Ever have one of those moments you just want to sit down and cry or go outside and scream or trade your life in for the one behind door number 2? I'm so there at the moment.
Issue 1
I found out earlier today that my former best friend is pregnant. I never thought she would keep me shut out of her life like this & at this point I don't know if I'm hurt or pissed. I feel a bit like an island.
Issue 2
Princess Bear (PB) has been complaining of being cold a lot. Since this is a child that has issues regulating her body temp regarding heat this seemed a bit weird. My mom finally said that I had to take PB in for a blood test. That was last Thursday. I've been going a bit crazy waiting for the results of the sleep study but didn't think there was much to be concerned about. Well, the Dr. looked at the rash PB got from the adhesive used in the sleep study and said that its an allergy waiting to happen and we need to treat it like an allergy.
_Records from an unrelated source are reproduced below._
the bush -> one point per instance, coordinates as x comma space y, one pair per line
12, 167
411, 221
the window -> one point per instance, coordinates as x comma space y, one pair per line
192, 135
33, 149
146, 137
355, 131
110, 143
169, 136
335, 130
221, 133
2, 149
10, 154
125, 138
That means no band aids or anything sticky. This might make future tests & surgeries very interesting. Then he ordered a TON of blood work focusing on her thyroid. That freaked me out a bunch of different ways since we basically just got my sister healthy. At this point thyroids make me a bit nervous. The Dr. called with the test results on Friday and said everything looked great. I thanked him and went on my merry little way. Since then there have been several occasions that PB complained of being cold. I was talking to my mom about it and she thought I needed to call the peditrician to see if we should go back to the endocrinologist in St. Louis & touch base. Ugh- not my idea of a good time but ok. We got home and there were 2 messages. PB's best friend called and the peditrician left a message asking me to return his call that they had the last of the blood work in. My dad & I just looked at each other & shared an "oh shit" look. The Dr. called back and explained that PB is testing positive for thyroid antibodies which means although her thyroid is ok now it will fail at some point in time. He wants me to get an appointment in St. Louis ASAP. I really had hoped with PB's growth issues seeming to level out that we had escaped the threat of having to have PB put on growth hormones. Now that is a front and center reality again. How much more is my poor baby going to have to deal with????
Now I'm off to make her dinner and then I'll try to decide between screaming and crying.